Rights? What Rights?

The battle is on.

If nothing else, the battle lines over eBooks are being drawn, with authors, publishers and retailers staking out their various positions. The proxy war is being fought over the lending of eBooks. Seriously. No, I mean it. As we have noted here previously, Amazon is pushing a lending library as a way to promote Kindle sales. Here’s what they say about the underlying agreements that make their program possible:

For the vast majority of titles, Amazon has reached agreement with publishers to include titles for a fixed fee. In some cases, Amazon is purchasing a title each time it is borrowed by a reader under standard wholesale terms as a no-risk trial to demonstrate to publishers the incremental growth and revenue opportunity that this new service presents.

Not so fast, Amazon, replies the Author’s Guild.

The Big Six publishers have refused to participate in the Amazon program. Amazon then approached second tier publishers. Many of them also refused to participate. According to the Author’s Guild, however, many found their books enrolled anyway.

Amazon has decided that it doesn’t need the publishers’ permission, because, as Amazon apparently sees it, its contracts with these publishers merely require it to pay publishers the wholesale price of the books that Amazon Prime customers download. By reasoning this way, Amazon claims it can sell e-books at any price, even giving them away, so long as the publishers are paid.

More from the Author’s Guild: “Amazon, in other words, appears to be boldly breaching its contracts with these publishers. This is an exercise of brute economic power. Amazon knows it can largely dictate terms to non-Big Six publishers, and it badly wanted to launch this program with some notable titles.”
What about those few publishers who did sign agreements with Amazon? Well… They may have violated their own author contracts. Again from the Author’s Guild:

While these publishers generally have the right to license e-book uses for many of their authors’ titles (just as most trade publishers do), our reading of the standard terms of these contracts is that they do not have the right to do so without the prior approval of the books’ authors…

Under most (perhaps all) publishing contracts, a license to Amazon’s Lending Library is outside the bounds of the publisher’s licensing authority.
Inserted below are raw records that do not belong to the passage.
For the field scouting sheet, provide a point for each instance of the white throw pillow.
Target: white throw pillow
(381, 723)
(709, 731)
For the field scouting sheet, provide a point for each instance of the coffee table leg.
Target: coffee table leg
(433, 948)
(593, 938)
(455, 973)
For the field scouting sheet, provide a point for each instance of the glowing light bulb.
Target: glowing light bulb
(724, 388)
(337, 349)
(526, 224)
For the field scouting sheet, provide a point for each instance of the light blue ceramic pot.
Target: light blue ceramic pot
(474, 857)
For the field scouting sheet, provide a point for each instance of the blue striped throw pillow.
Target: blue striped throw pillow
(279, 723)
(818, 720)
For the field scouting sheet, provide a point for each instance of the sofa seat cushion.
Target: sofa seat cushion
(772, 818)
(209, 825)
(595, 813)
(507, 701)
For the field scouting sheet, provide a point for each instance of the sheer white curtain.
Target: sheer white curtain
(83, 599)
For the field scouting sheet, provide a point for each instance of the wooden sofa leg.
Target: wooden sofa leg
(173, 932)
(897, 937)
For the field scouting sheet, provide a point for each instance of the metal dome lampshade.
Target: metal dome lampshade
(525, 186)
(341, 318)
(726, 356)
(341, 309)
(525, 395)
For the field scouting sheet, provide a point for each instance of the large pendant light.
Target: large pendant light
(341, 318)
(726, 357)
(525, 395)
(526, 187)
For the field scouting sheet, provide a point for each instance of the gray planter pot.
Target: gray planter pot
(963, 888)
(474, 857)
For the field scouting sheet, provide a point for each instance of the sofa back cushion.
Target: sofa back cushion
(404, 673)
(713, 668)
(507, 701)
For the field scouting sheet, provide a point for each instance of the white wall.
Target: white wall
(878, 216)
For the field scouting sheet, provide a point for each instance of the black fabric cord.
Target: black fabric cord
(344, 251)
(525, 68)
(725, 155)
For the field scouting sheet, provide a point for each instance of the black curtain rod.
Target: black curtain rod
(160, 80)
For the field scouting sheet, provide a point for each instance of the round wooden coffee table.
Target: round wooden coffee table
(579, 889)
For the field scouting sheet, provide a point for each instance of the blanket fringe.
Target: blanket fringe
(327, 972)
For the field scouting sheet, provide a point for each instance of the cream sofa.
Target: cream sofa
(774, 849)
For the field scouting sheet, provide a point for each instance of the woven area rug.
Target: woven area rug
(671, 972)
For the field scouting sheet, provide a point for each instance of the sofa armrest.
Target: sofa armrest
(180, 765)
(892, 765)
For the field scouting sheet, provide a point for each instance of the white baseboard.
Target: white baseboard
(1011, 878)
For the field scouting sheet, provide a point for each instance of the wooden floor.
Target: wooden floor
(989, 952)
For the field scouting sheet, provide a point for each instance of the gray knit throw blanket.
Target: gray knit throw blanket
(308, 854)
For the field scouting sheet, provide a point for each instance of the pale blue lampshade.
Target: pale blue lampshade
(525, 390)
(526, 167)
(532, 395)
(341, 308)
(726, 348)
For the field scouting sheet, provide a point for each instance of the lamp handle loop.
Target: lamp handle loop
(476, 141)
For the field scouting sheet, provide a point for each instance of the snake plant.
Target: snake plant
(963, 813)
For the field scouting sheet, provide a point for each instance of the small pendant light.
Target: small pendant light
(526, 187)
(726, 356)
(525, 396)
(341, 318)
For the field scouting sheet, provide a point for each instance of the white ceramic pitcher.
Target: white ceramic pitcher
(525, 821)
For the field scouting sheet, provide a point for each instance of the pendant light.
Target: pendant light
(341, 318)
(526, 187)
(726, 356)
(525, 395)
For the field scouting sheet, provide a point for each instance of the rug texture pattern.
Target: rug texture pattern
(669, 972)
This isn’t a minor matter – in order to protect the author’s interests, all publishers should be asking permission before entering into such a bulk licensing agreement, and most would need to seek a contract amendment to do so.

On another front, meanwhile, Penguin has pulled its books from both the Amazon and Overdrive lending programs.

The battle is on.

Content consumers are caught in the crossfire, for sure. One pathway to eBooks has been blocked for the time being. At the moment, however, it appears that author’s are the biggest losers, what with at least one retailer trying to foist off reduced royalties and some publishers apparently skipping the get-author’s-permission step.
This is screw-you capitalism at its finest. We don’t say this from a scholarly reserve, either. We’ve experienced it first-hand. This cannot stand. It promises to be a protracted battle.